Art Strike is Over

After the election of the Tyrant, a strange thing happened to me. I found my drive to make art and to write about  culture evaporate. This didn’t happened all at once and, for a time, I kept up a certain level of production, but I noticed my disdain for these activities rising. Somehow, producing for a failed culture seemed wrong. Instead, as I’ve chronicled here, I turned inward, taking on a variety of projects at our house, but also turning to radical gardening with native plants as a process of healing a small piece of land much damaged by human disturbance (notably construction of this property forty years ago) together with the violence of contemporary landscaping. It’s been incredibly valuable to practice radical gardening but it’s also a matter of temporal displacement: the work I have done won’t be visible for years to come: it’s an investment in a better future, optimism that this nightmare would end.

As for art, I continued research as a kind of secret activity, but I’ve definitely felt the need to retreat. At some point, I decided that I’d consciously go on an unannounced art strike while the Tyrant was in office. I couldn’t find a way to return to work that has been, at its basis, a sustained inquiry into how we behave to each other in the public realm.  I’ve talked to a few friends about this and apparently this isn’t uncommon at all.

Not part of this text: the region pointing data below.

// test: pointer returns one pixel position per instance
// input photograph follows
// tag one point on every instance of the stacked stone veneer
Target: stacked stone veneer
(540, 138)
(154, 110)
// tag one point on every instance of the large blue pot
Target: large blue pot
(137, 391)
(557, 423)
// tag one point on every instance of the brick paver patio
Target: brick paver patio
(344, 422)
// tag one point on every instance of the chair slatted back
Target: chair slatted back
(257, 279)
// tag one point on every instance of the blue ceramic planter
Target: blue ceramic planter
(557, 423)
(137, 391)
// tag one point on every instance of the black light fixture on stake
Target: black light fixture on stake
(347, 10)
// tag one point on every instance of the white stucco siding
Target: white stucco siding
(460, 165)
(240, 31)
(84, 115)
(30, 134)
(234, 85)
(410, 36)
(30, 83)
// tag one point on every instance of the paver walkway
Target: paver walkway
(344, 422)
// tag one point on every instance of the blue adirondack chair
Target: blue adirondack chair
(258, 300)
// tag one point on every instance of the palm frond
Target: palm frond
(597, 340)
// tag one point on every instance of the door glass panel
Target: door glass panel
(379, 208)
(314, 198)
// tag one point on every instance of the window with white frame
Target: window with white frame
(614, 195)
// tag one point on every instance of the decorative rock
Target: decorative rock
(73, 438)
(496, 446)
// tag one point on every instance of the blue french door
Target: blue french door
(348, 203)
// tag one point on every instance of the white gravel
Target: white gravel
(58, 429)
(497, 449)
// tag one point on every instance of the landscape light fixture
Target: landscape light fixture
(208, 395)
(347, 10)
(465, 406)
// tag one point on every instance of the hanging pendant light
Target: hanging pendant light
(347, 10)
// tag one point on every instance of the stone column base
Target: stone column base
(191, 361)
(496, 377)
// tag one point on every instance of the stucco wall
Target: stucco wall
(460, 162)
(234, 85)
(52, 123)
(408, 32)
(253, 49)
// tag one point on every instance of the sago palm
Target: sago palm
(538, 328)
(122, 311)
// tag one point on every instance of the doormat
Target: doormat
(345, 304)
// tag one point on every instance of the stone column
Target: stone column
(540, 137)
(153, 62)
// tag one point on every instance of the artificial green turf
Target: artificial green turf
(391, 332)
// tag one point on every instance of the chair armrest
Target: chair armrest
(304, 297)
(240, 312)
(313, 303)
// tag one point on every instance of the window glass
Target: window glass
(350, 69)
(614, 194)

Even if I don’t expect the political polarization crippling the US and the world to stop, with the Tyrant in his twilight, playing golf as performance art and flailing aimlessly about, there’s no question that a certain weight is gone. The world is still damaged, but it’s easier to sleep at night again, there’s room again to breath. If there’s another lockdown—and there should be—I’ll be here, taking notes and experimenting.

Writing and research are both in the works and you’ll be seeing evidence soon.